Cette situation s’explique par la forte dépendance des opérateurs locaux à Dubaï, destination privilégiée de l’or artisanal du Nord-Kivu. Or, les tensions géopolitiques ont fortement perturbé les échanges dans ce hub mondial du commerce aurifère. Plusieurs flux d’or transitant par Dubaï ont été ralentis ou temporairement interrompus en raison des perturbations logistiques et des suspensions de vols observées dans la région .
Un négociant local décrit une situation devenue critique :
« La guerre de l’Iran nous a impactés. Nous sommes dans l’angoisse. L’argent ne provient plus de Dubaï. Nous n’avons plus de liquidité pour acheter de l’or. Et le prix est perturbé. Plus question de suivre la bourse. Vraiment, ça impacte l’économie des minerais. »
Au-delà de la baisse des achats, c’est tout le mécanisme de financement informel qui se grippe. De nombreux opérateurs utilisaient traditionnellement l’or comme moyen de transfert de fonds afin d’approvisionner leurs commerces en produits manufacturés à Dubaï. Avec les restrictions de circulation, la suspension de certains vols et le climat d’insécurité, ce circuit parallèle s’est pratiquement asséché.

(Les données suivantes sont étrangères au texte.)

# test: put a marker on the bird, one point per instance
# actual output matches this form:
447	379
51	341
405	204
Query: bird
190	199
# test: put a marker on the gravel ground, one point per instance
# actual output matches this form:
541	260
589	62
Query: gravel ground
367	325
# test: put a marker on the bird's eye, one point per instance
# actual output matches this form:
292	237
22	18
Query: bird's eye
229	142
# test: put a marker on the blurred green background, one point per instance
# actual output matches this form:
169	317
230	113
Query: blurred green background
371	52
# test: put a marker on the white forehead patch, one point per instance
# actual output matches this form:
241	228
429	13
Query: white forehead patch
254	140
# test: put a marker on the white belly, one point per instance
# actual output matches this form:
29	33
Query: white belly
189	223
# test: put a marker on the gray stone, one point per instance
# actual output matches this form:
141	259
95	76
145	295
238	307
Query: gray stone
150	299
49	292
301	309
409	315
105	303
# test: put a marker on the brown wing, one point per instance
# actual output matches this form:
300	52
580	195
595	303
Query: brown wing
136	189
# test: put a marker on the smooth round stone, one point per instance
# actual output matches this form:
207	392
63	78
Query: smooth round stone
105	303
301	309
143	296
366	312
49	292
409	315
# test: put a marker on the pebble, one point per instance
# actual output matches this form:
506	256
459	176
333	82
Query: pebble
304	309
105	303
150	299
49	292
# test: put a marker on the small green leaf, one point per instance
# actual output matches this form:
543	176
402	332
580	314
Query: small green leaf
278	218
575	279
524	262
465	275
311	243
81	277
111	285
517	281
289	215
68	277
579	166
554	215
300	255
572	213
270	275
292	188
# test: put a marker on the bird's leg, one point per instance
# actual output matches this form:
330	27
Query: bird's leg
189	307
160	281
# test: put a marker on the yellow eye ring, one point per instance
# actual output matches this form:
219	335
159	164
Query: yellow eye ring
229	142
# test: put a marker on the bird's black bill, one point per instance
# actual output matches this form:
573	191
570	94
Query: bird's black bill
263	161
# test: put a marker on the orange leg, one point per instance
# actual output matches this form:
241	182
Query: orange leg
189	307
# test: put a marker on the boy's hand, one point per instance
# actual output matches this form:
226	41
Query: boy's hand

Conséquence immédiate : les comptoirs d’achat de Butembo manquent de liquidités et se retrouvent contraints d’acheter à crédit, voire de suspendre temporairement leurs activités.
« Aujourd’hui, à notre bureau, comptoir d’achat d’or, nous n’avons aucun franc. Nous achetons à crédit. Vraiment, nous dépendons du Moyen-Orient », confie un autre négociant.
Les premières victimes de cette crise restent les creuseurs artisanaux. À Manguredjipa, Mahaho Coopérative Mining observe déjà les conséquences de cette paralysie sur le terrain. Selon Tanzi Makofi, membre de la coopérative, le prix du gramme d’or a connu une chute brutale.
« Avant la guerre, le gramme d’or s’achetait entre 178 et 188 dollars. Aujourd’hui, le prix a chuté entre 90 et 100 dollars le gramme. »
Cette baisse drastique, qui ne reflète pas toujours fidèlement les tendances du marché international de l’or, fragilise lourdement l’économie locale et menace directement les revenus de milliers de familles vivant de l’exploitation artisanale.
Cette crise met en lumière une réalité structurelle : l’économie aurifère artisanale du Nord-Kivu demeure fortement exposée aux chocs extérieurs, notamment aux fluctuations des marchés financiers et logistiques du Moyen-Orient. Alors que la guerre continue d’alimenter l’incertitude, les acteurs du secteur redoutent un ralentissement prolongé aux conséquences sociales et économiques majeures.